Революция по г-ну Астафьеву и революция по-моему.
В первой небрежной заметке своей о моей брошюре («Русское обозрение») г-на Астафьев отнесся к термину «революция» совсем не так, как отношусь я.
Уже из прежних моих сочинений, достаточно ему знакомых, явствует, что я революцией называю весь тот эгалитарный прогресс, который обнаружился с полной систематической силой в конце XVIII века во Франции и продолжается до сих пор не только там, где его ищут сознательно, но очень часто и там, где его опасаются и ненавидят.
Я не намерен, конечно, здесь сызнова излагать и объяснять то, что я уже достаточно подробно излагал и объяснял в стольких прежних статьях моих (см. «Византизм и славянство» и особенно последние шесть глав[3]). Лучше, доказательнее этого я не берусь написать о том же.
И Вы, Владимир Сергеевич, знаете, что для меня «революция» и «прогресс» – одно и то же. (Конечно, прогресс, понятый не как развитие, не как дифференцирование в единстве, а как уравнение и ассимиляция)
Я в этом случае держусь терминологии Прудона, который особенно просто и ясно еще в <18>50-х годах говорил, что революция есть не что иное, как движение человечества к всеобщему земному умеренному благоденствию и высшей справедливости, необходимым условием которых должна быть всеобщая ассимиляция до полнейшего однообразия всех людей, даже и умственного[4].
Дальнейшей ассимиляции, по моему взгляду, всегда предшествует смешение, т. е. ничем почти не возбраняемое и ускоренное движение самих людей туда и сюда, вверх и вниз по социальной лестнице, из страны в страну, от одного занятия к другому и т. д.
Было время, когда г-н Астафьев эту мысль мою о смешении как предсмертном явлении в истории всякого общества и всякого организма очень ценил и называл даже глубокой. Он о ней помянул добром и во втором своем мне возражении. Он ценит эту гипотезу мою, как психолог; ибо находит, что социальное смешение влечет за собою психическую смуту, неустойчивость убеждений, смешение понятий, неясность или неопределенность чувств и т. д.[5]

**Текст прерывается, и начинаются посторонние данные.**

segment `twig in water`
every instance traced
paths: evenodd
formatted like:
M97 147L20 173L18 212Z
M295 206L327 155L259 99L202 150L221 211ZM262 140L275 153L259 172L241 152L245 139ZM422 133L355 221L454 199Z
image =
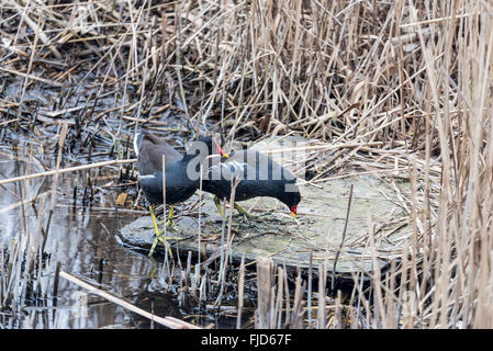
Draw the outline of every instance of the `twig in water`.
M339 259L340 250L343 250L344 239L346 238L347 224L349 222L349 211L351 210L352 186L354 186L354 184L351 184L351 189L349 190L349 200L347 203L346 220L344 223L343 238L340 239L340 245L339 245L339 248L337 249L336 258L334 260L334 268L332 270L332 282L330 282L332 291L334 291L334 286L335 286L337 261Z

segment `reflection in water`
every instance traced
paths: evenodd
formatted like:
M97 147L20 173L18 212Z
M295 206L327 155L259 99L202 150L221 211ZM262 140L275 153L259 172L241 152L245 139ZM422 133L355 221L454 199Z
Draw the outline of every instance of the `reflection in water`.
M46 149L43 149L42 144L30 143L0 147L0 179L54 169L54 158L46 158ZM64 167L71 166L67 163L65 162ZM116 210L114 201L117 191L98 188L100 193L94 194L93 202L97 208L82 200L85 191L87 193L85 186L88 177L94 179L98 171L98 179L103 179L101 182L108 182L108 179L117 174L117 170L107 168L59 176L56 203L47 230L53 177L0 185L0 249L9 254L8 248L12 242L16 242L18 250L31 248L34 251L33 257L36 258L40 251L36 250L38 246L35 242L41 240L40 245L45 241L46 252L43 256L41 274L36 273L31 280L22 279L19 269L18 280L11 282L11 291L15 297L14 302L18 303L16 307L20 308L12 308L12 303L9 304L2 297L2 306L7 305L9 309L0 314L1 327L138 327L133 316L124 308L87 294L63 279L59 279L57 285L54 282L59 264L61 271L80 276L93 286L133 302L138 294L147 290L149 272L158 264L152 262L146 253L125 249L119 244L115 236L119 228L141 214ZM23 200L35 196L37 199L34 204L22 203ZM40 260L35 262L38 264ZM5 288L9 282L3 284Z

Революция, ассимиляция, эгалитарно-либеральный прогресс – все это для меня только разные названия одного и того же процесса. Этот процесс, если он не приостановится и не возбудит наконец крайностями своими глубочайшее себе противодействие, должен рано или поздно не только разрушить все ныне существующие особые ортодоксии, особые культуры и отдельные государства, но, вероятно, даже уничтожит и само всечеловечество на земле, предварительно сливши, смешавши его в более или менее однородную – более или менее однообразную – социальную единицу.
В однообразии – смерть.
Все, что служит космополитизму, все, что служит всемирному ускоренному движению и общению, – хотя бы самым невинным и непреднамеренным образом, – служит, поэтому, всеобщему разрушению жизни на этой земле.
Это мое мнение не противоречит ничуть потребностям всемирной христианской проповеди, всеобщего христианского общения и мысли о неизбежности при этой некоторого однообразия в христианстве. Незадолго до конца исторической жизни человечества на этой (старой) земле и под этим (старым) небом Евангелие должно быть проповедано повсюду.
И это есть, конечно, своего рода ассимиляция. И проповедь всеобщего христианства есть проповедь разрушительная, революционная, если хотите.
Она революционна в двух отношениях.
Во-первых, проповедь христианства, в наше время столь охранительная для обществ, на почве христианской выросших и развившихся, будет разрушительна для стран мусульманских и языческих, буддийских, конфуцианских и т. д.
Христианская проповедь в этих странах может послужить к ниспровержению того векового строя, который основывался на этих разнородных исповеданиях. Для этих стран она революционна.
Во-вторых, проповедь всеобщего христианства революционна еще и потому, что при успехе своем она в значительной мере должна будет усилить общечеловеческое смешение, ослабить еще больше развивающее дифференцирование: приблизить человечество к еще большей против теперешнего однородности; послужить всеобщей ассимиляции жизни на земном шаре.
Стойкости же вечной, прочности незыблемой и всеобщее принятие христианства земному обществу все-таки не доставит.
Так пророчит и само Евангелие. После повсеместной проповеди христовой веры приблизится конец.
К этому же самому Евангельскому выводу мы придем, если допустим, что моя гипотеза предсмертного смешения верна.
Если она верна для отдельных государств и культур, то она должна оказаться верною и для всемирного государства, и для всеобщей более или менее однородной христианской культуры.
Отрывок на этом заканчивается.